If it wasn’t for the later of these I would have finished the ride on day 3, but at 4pm I did a double take on spotting this place, knowing that if I stopped for more than a quick cuppa the legs wouldn’t want to push on to Tynemouth. And so it came to pass, 3 or so drinks later and a snack or two (I blame the lovely waitress…) it was clear that I was not going to finish this mini epic today.
As I retraced my tire tracks back along the Newcastle waterfront, decision already made to find somewhere to stay the night and continue in the morning, I passed groups of people sat at a terrace bar in the sun (yes, it did come out eventually on the ride!). Lucky sods I thought having a bit of a lonely few minutes. “Matt!! Come and have a beer!” – The group I had chatted to a few times at the hostels and café’s had spotted me and invited me over for a celebratory drink, to be followed by a curry later. Well ok then, after all it was only another 12 or so miles to the finish! Lovely jubbly.
With the mild hangover exercised around the streets of Newcastle for the morning, and it was time to finish this thing off. The few miles left would have to be reversed to get the train back to Whitehaven from Newcastle, so off I headed… but not without stopping after just 5 minutes at the Hub Café again for a pre ride coffee and late breakfast!

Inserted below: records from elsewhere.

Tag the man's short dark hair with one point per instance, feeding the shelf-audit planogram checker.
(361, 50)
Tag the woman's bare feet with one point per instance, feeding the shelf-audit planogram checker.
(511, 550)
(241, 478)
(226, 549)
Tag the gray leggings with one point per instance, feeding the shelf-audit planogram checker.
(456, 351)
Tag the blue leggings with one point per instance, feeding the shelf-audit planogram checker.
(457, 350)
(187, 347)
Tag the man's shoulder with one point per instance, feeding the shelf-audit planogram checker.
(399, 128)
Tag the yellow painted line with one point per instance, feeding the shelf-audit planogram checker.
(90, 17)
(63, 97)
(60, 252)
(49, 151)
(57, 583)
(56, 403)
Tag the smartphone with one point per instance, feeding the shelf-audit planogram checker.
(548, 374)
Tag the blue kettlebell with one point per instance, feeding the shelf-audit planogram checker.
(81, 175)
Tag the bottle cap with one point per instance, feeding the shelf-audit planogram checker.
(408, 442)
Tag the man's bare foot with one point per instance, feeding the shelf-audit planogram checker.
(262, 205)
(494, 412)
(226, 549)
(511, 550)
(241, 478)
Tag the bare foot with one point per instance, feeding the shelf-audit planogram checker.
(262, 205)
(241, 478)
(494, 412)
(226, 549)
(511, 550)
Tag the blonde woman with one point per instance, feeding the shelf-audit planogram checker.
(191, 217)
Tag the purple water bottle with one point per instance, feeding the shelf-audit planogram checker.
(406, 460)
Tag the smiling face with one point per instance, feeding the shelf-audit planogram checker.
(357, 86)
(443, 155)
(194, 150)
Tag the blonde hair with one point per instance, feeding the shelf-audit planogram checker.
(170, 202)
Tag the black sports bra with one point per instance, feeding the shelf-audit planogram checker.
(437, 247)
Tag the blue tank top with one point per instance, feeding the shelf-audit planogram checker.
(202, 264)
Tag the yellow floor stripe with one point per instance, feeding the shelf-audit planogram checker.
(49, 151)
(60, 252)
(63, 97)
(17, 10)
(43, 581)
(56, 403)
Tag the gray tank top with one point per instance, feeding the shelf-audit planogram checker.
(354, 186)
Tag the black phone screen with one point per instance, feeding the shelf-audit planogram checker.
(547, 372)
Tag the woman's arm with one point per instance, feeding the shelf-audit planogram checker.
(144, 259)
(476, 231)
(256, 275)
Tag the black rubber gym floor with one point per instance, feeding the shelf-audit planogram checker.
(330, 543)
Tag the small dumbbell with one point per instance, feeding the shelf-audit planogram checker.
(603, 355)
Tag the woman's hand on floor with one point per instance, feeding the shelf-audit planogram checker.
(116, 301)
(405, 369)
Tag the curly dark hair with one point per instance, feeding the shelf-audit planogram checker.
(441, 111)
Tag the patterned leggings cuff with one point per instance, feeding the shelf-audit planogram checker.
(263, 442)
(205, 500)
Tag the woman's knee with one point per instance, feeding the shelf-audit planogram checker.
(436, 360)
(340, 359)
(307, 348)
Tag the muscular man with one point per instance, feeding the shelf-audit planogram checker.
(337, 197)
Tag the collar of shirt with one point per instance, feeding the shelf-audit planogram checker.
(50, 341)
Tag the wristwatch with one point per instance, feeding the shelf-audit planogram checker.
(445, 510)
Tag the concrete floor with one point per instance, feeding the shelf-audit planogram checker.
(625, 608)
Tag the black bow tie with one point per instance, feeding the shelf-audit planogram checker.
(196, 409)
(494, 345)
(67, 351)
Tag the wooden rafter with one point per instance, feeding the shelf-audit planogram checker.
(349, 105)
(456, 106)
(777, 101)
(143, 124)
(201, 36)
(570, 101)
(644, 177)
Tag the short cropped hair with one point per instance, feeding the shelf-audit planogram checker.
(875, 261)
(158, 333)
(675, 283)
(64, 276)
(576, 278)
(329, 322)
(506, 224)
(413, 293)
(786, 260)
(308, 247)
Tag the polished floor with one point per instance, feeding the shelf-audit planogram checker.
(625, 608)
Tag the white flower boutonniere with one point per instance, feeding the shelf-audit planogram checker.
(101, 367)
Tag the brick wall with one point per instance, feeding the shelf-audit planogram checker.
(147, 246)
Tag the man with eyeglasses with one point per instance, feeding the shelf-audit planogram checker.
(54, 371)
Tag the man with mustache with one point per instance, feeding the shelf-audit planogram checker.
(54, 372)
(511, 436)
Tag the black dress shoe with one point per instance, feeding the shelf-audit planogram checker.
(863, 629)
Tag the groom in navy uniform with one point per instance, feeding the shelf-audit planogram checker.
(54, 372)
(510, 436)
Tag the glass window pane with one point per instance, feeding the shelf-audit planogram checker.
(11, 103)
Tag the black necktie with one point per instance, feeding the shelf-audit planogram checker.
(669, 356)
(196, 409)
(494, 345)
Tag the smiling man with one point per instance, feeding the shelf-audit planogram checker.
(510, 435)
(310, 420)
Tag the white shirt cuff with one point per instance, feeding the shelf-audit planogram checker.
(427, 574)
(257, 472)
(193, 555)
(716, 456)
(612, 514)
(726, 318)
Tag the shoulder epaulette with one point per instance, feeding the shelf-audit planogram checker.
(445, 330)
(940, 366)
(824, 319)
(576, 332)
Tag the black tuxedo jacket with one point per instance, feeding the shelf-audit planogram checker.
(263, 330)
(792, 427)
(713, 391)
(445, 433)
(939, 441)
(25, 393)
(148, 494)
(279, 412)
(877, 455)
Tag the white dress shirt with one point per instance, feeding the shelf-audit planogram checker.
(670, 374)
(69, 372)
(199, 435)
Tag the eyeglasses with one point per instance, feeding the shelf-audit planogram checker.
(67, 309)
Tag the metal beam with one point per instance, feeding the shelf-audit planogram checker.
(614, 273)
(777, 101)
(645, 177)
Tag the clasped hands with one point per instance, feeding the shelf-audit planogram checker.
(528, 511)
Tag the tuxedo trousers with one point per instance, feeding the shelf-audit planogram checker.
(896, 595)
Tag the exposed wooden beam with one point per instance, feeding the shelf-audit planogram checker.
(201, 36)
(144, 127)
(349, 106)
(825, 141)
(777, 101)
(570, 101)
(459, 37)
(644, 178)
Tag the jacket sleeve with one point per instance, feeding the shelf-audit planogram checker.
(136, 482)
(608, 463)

Fuelled up, the last leg was really felt in the sit bones but it wasn’t long before I was rolling into Tynemouth feeling like a true champ. I soon got knocked down a peg or two though when I completely failed to navigate the confusing layout that is Tynemouth harbour. A bit of faffing about and a few odd glances from the locals later, I was soon on the grassy knoll that plays host to the slightly-less-than-inspiring sign that marks the end of the heroic journey. Made it!
There’s no better feeling than achieving something you’ve set out to do. Ok, this was only a 140 mile bike ride over 3 and a bit days, not exactly a solo polar expedition effort, but travelling from one side of the country to the other under your own steam definitely ticks that achievement box for me.
I started this ride on my own, mostly as I was the only one I knew taking time out from the daily grind. If I waited for the ideal situation of having a good friend to share the adventure with, it likely would never happen.
There are plenty of adventures just waiting to be had, they don’t need the perfect situation to make them reality, they just need someone to do them ….So get out there and do one!